A benign tumor of epithelium. Warts (caused by papilloma virus) are the most familiar example and each is a clone derived from a single infected cell. The epithelim is the covering of internal and external surfaces of the body, including the lining of vessels and other small cavities. It consists of cells joined by small amounts of cementing substances. Epithelium is classified into types on the basis of the number of layers deep and the shape of the superficial cells.

Parietal lobes

The parietal lobes are found starting above the ear and spanning about three or four inches towards the back of the head on each side of the head. The parietal lobes can be divided into two functional regions. One involves sensation and perception and the other is concerned with integrating sensory input, primarily with the visual system. Individuals with damage to the parietal Damage to the left parietal lobe can result in right-left confusion, difficulty with writing (agraphia) and difficulty with mathematics (acalculia).

Petrous bone

Of, relating to, or constituting the exceptionally hard and dense portion of the human temporal bone that contains the internal auditory (hearing) organs and is a pyramidal process wedged in at the base of the skull between the sphenoid and occipital bones with its lower half exposed on the surface of the skull and pierced by the external auditory meatus (the canal leading from the opening of the external ear to the eardrum).

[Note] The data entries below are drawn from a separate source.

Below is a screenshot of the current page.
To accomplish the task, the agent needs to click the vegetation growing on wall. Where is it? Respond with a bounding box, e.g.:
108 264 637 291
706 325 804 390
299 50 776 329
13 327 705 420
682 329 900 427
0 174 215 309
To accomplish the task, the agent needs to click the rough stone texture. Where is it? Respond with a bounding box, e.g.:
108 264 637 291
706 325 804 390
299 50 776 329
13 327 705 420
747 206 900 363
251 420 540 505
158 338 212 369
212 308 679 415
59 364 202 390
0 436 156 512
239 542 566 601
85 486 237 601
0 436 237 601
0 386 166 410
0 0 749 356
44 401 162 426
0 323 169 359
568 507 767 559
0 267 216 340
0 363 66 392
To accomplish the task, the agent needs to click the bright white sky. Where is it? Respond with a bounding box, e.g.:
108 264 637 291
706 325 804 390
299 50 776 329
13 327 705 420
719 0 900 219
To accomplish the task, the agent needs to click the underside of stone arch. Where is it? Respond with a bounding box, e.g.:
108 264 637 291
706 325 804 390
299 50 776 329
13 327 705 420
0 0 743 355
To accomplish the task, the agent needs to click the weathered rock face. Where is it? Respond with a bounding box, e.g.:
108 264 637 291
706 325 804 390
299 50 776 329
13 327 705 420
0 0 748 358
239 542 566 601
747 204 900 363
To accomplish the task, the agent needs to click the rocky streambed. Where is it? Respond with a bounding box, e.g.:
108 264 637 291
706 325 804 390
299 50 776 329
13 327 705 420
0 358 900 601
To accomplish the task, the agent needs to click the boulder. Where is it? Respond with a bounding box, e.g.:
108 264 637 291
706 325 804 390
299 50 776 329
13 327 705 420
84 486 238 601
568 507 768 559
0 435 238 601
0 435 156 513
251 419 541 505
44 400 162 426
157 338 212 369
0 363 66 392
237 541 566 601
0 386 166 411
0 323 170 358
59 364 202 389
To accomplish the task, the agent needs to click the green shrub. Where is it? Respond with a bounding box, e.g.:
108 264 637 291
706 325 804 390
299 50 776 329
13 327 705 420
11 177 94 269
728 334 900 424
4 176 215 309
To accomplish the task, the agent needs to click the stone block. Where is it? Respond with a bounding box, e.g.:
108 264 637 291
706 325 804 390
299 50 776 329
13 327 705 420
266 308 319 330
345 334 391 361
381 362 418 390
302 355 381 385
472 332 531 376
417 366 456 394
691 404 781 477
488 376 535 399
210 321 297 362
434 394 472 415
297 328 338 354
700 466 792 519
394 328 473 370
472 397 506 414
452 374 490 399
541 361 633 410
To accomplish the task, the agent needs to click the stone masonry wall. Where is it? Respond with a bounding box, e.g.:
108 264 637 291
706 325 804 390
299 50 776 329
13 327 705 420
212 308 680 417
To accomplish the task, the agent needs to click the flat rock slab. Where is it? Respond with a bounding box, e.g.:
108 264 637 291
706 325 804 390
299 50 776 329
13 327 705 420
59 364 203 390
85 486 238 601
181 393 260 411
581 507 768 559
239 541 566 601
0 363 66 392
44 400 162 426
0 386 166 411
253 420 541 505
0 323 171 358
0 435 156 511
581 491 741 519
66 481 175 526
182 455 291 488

Positron Emission Tomography (PET)

A procedure in which a small amount of radioactive glucose (sugar) is injected into a vein, and a scanner is used to make detailed, computerized pictures of areas inside the body where the glucose is used. Because cancer cells often use more glucose than normal cells, the pictures can be used to find cancer cells in the body. Also called PET scan.

Prefrontal lobe

The anterior part of the frontal lobe that is made up chiefly of association areas, mediates various inhibitory controls, and is bounded posteriorly by the ascending frontal convolution.

Primary Brain Tumor

The original tumor of a cancer diagnosis. Cancer cells can invade and damage nearby tissues and organs. Also, cancer cells can break away from a malignant tumor and enter the bloodstream or the lymphatic system. This is how cancer spreads from the original (primary) tumor to form new tumors in other parts of the body.

Pseudo tumor

An enlargement that resembles a tumor. It may result from inflammation, accumulation of fluid or other causes, and may or may not regress spontaneously.

Pseudo tumor cerebri

Intracranial pressure, headaches of varying intensity, and papilledema without any demonstrable intracranial lesion and that tends to occur in overweight women from 20 to 50 years of age -- called also benign intracranial hypertension.